While nobody likes to talk about their work process, especially writers, getting organized is perhaps one of the more underrated things that a writer (especially academics) has to do when starting or doing a writing project. For me, that means organizing my literature (books, journals, and even expert commentary), drafts (from rough drafts to pre-prints), and other stuff such as my notes, pictures, or graphs. Every now and then, I would sometimes have to stop writing halfway just to look up a reference. This constant moving back and forth from article to draft and vice-versa is tedious, although in my case, it helps me think better.
Surely, not all of my recommendations here might work for you. Since writing is a personal process, you should spend some time trying to find your own workflow. My advice here is mostly directed towards undergraduates, who often have to juggle different essays for different courses. In this post, I’ll show you how to organize your literature and drafts.
A quick disclaimer: throughout the post, you will see references to third-party software. I don’t get paid to advertise the software you see. I used them, in my personal capacity, and what you’re reading are my honest opinions of the software.
Organising literature: making a database
Good academic writing comes from being able to interpret and synthesize the works of those who came before you. Often, this involves hundreds upon hundreds of scholarly sources of varying lengths. A literature organization scheme should serve one main function: it needs to allow you to quickly locate a source whenever you need it and for whatever purpose.
One way that I organise my sources is to dedicate a drive (better if it syncs to the cloud so you can use it wherever) as a large library. There, I divide it into several sections. Start from the form of the literature, e.g., books, journals, op-eds, legal documents, or datasets. Then, create new folders specifying the topics of the sources. For example, here in my “Journals” folder, I have subfolders separated by the topics of the sources based on the keywords in their abstracts.
Now, naming schemes are also important. I made the mistake back in my undergraduate study of not renaming PDFs as I downloaded them. The result was me frantically trying to find that PDF which I was reading last week. Feel free to come up with any naming scheme you want. For me, it looks like this:
As I tend to often remember who argued what, I put the author(s)’s last names first, followed by the title of the article. I can then sort it by “date modified” just to see which ones I’ve recently read and which ones I haven’t read in a while.
Use a reference manager!
In addition to organizing articles in your drive, you may also consider using a reference manager. It’s basically software that keeps your bibliographic entries in one place. The paid ones, such as EndNote, are extremely powerful, but these days, the free ones, like Mendeley and Zotero, should be more than enough. They come with plugins that work with word processors, which allows them to insert citations and format bibliographies easily. Zotero, being open source, comes with a huge library of plugins. It does take some time to get used to, but it’s worth it. In addition, journal editors tend to encourage the use of reference managers, mostly for convenience and consistency.
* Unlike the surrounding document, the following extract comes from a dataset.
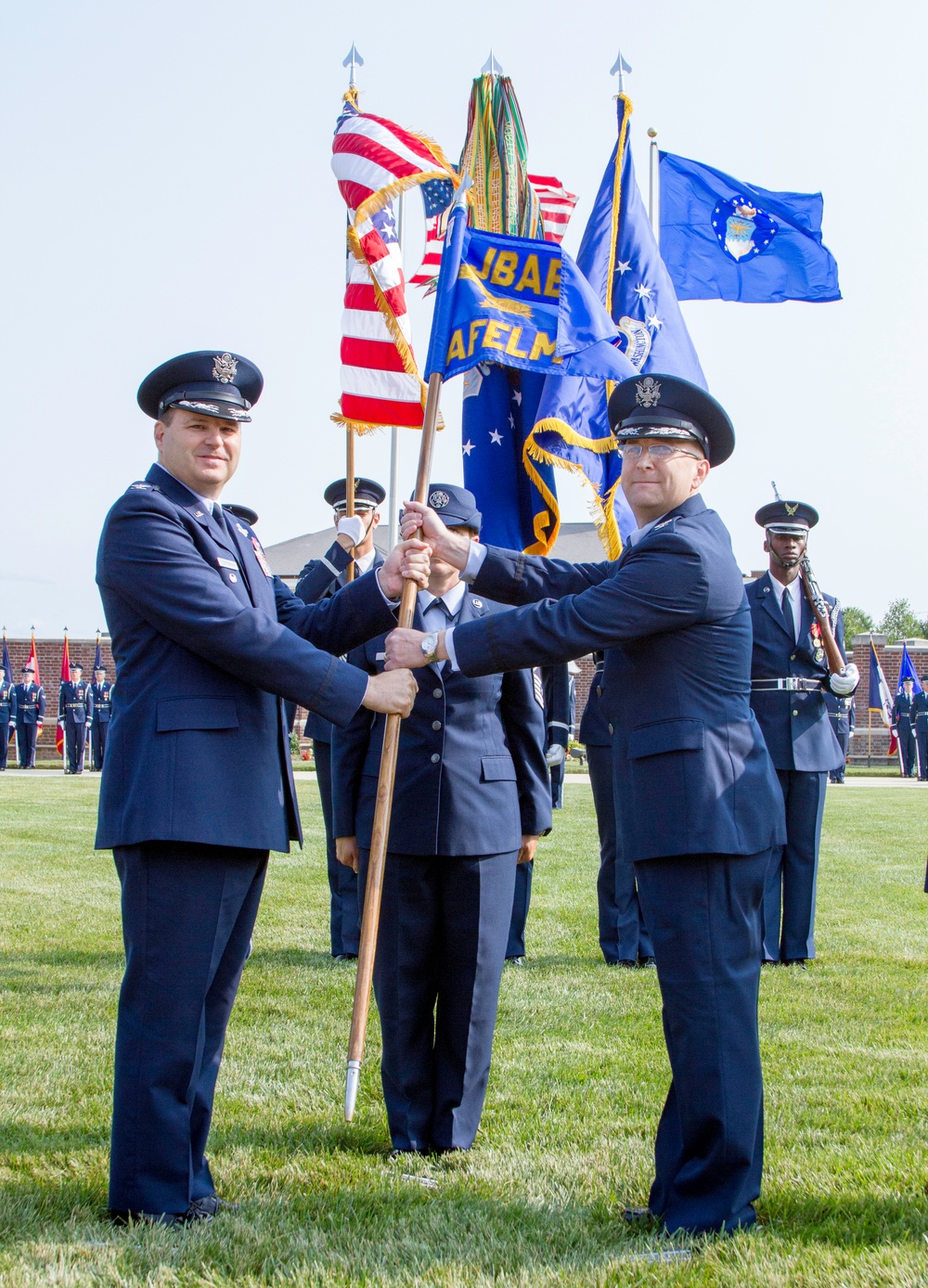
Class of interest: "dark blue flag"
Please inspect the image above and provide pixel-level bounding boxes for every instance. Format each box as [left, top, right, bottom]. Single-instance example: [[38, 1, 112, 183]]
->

Most PDF readers allow you to add basic text or sticky notes, which albeit simple, could be quite useful. The sticky note, however, is where it’s at. After reading the article, go to the first page of the article then put a sticky note there summarizing what you learned. That way, the next time you need to refer to the same article, you won’t have to read the entire thing again (unless if it’s for fact-checking). Add another sticky note if you discovered new stuff on your second (or third) reading.
Note-taking software for saving websites
Academic journals aren’t the only sources that we use in our research. If you’re an undergraduate student in the here and now, you’ll likely start your research browsing through hundreds of tabs of articles, news items, and commentary. Bookmarking these websites is a useful strategy, but at some point, you’d have bookmarked so many websites and may forget whether you have read its contents. This is where note-taking software, like OneNote and Notion, come in. Just make sure it can sync to the cloud, especially if you’re working on different devices.
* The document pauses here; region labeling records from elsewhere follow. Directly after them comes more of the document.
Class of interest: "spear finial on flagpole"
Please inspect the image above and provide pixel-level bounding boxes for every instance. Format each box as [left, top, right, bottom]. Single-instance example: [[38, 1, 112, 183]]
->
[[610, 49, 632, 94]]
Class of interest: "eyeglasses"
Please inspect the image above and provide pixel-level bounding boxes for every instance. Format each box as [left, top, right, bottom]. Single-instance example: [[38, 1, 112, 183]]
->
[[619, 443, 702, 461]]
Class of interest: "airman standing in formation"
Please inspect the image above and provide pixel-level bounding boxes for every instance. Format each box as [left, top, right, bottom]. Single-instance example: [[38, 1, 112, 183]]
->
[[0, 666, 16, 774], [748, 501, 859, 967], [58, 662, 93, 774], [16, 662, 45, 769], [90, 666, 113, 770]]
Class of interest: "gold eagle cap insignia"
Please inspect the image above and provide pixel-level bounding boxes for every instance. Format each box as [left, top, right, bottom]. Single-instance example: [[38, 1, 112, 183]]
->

I’ve used OneNote for quite a while, but I just can’t get accustomed to its clunky interface, so I made the change to Notion (the free version should be enough for personal use). But the principle is the same: you’re creating a filing system for saving websites.
In OneNote, you could achieve this by creating a new notebook section, and simply dedicating one page to store annotations, excerpts, and links to the websites you’ve read.
As you might see, this is a rather disorganised system, subject to the limitations of OneNote. Notion, on the other hand, has built-in templates, which do much of the organising automatically, saving you the hassle of starting over from scratch every single project.
This the “Sources and Notes” template in Notion. Each entry links to a separate page, which when clicked, opens a pop-up window like this:
You can then customize this entry with the appropriate tags and other relevant information. You can also add excerpts and annotations in the space below the metadata.
Ever felt the embarrassment of submitting the wrong version of the draft of a term paper to a professor? Or even worse, a journal editor? One way to remedy that is to implement a strict draft organization system so you’ll never send the wrong draft ever. Here are some ways to do it.
First and foremost, you would want a dedicated folder for the essay you’re writing. Ideally, this folder should be synced to the cloud to avoid depressing mishaps in the event your physical drive goes kaput for some reason. In this folder, you would want a subfolder for your drafts. Other subfolders could include relevant articles and source, which you can fill with the relevant articles/sources from the database we covered earlier. Then, you would want to “tag” your documents. In the example below, I tag my documents using square brackets which I use to separate them based on date finished and type of draft. At the end, I usually add a perosnal note in parentheses to remind me the status of the draft. “Reviewed” here means that it has been reviewed by reviewers, but I haven’t made any changes yet.
This will usually result in very long file names. So, you may simply want to label the word documents as “Draft 1” or “Draft 2”. The project file should serve to remind you what the draft is about. I don’t like doing this because when I work on multiple drafts at once and I’m trying to quick-open the files in Word, I might get drafts mixed up with one another.
So there you have it, several tricks to keep your many files organised without resorting to overtly fancy solutions requiring a Computer Science degree and knowledge of 5 different programming languages. Hopefully these tricks serve you readers well in organising your essays and files.